U.S. Capitol Police Chief Resigns

Protesters clashed with U.S. police outside the Capitol on Jan. 6.

The head of the Capitol Police Department resigned after a violent incident at the U.S. Capitol on Wednesday (Jan. 6).

A police spokesman told the news media that Capitol Police Chief Steven Sund’s resignation will take effect Jan. 16.

Sund said he had never experienced a similar incident in his 30-year career in law enforcement.

House Speaker Nancy Pelosi (D-Calif.) had called for Sund to step down earlier Thursday.
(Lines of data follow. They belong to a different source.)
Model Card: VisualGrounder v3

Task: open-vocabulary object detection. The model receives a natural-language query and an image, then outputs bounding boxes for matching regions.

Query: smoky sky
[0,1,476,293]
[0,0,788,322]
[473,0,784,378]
“There has been poor leadership at the top of the Capitol Police Department,” she told reporters at a news conference. “I don’t think that Mr. Sander even gave us a call after this happened.”

Lawmakers met Wednesday in a joint session at the Capitol to count and certify the Electoral College votes for the 2020 presidential election. At about 2:15 p.m., a small group of people stormed the Capitol and caused injury during a debate in the chamber over whether to reject Arizona’s Electoral College votes. The joint session proceedings were interrupted.

It was not immediately clear who instigated the incident. Officials announced at about 6 p.m. that the Capitol was secured. Early Thursday, Congress certified the Electoral College vote for former Vice President Joe Biden.

Sander said before announcing his resignation Thursday that the rioters attacked police and other law enforcement officers with metal pipes, chemical irritants and copped other weapons to attack other officials on Wednesday.

In brief remarks at the White House, White House press secretary Kayleigh McEnany condemned Wednesday’s violence.

“The violence we saw in the nation’s capital yesterday was appalling and rightly condemned, and it runs counter to the American way. We condemn it, and the president and this administration condemn it in the strongest possible terms.” “This is unacceptable, and those who broke the law should be prosecuted to the fullest extent of the law,” she said at a news conference on Thursday afternoon.

She said Wednesday’s incident was “a group of violent rioters who undermined the legal First Amendment rights of thousands of people who came to speak out peacefully in our nation’s capital.”

“Those who violently besieged our Capitol are antithetical to everything this administration stands for.” She said, “The core values of our government are that all citizens have the right to live in safety, peace and freedom.”

Following the violence at the Capitol, the Federal Bureau of Investigation (FBI) is seeking the public’s help in identifying those involved; National Guard personnel will be stationed in Washington through the end of the month. Jan. 20 is Inauguration Day, the day Biden is scheduled to be sworn in.